ABSTRACT

Upon seeing her first orangutan in a public zoo (and even “taking tea” with her), Queen Victoria was both captivated and repulsed by the exotic creature. She considered this close cousin of humanity “frightful and painfully and disagreeably human” (Lemonick & Dorfman, 2006). Victoria’s displeasure clearly originated in the very closeness of this nonhuman primate to herself and humans more generally. Humans devote considerable energy to the abstraction that we are inherently different from, superior to, and hence more “valuable” than animals, and consequently are jarred when confronted with evidence to the contrary (see Heflick & Goldenberg, this volume [Chapter 7]).
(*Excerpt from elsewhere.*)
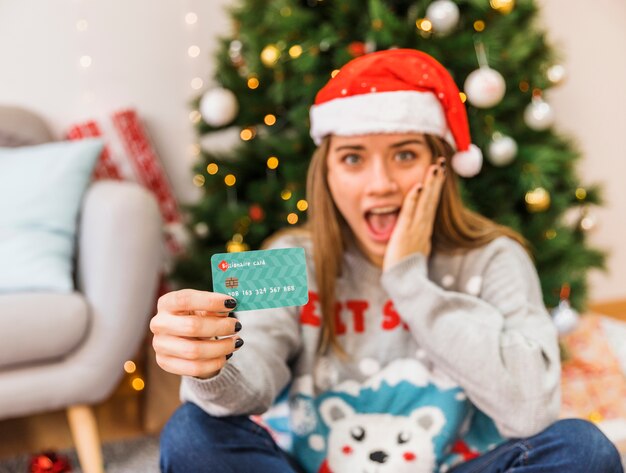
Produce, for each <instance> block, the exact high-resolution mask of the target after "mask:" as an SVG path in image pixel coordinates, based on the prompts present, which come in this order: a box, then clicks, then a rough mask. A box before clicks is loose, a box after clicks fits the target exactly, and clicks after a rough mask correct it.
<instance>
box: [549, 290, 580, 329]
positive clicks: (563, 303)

We arguably place a premium on humanity relative to other species, which virtually guarantees that human needs precede those of nonhumans, placing other species outside our domain of moral concern (Opotow, 1990). The irony of our relations with other animals is that we recognize what we share in common with animals while systematically exploiting them (e.g., testing experimental drugs intended for humans). Moreover, we can promote our physical and psychological differences as the very grounds for such actions (denying animals used for research their freedom, relief from pain, and instinct-driven mating and offspring nurturing). Such actions reflect more than a passive perception of similarity or difference, but suggest a motivated, possibly ideologically driven construal of interspecies relations, one stressing the inherent value in humans and humanity.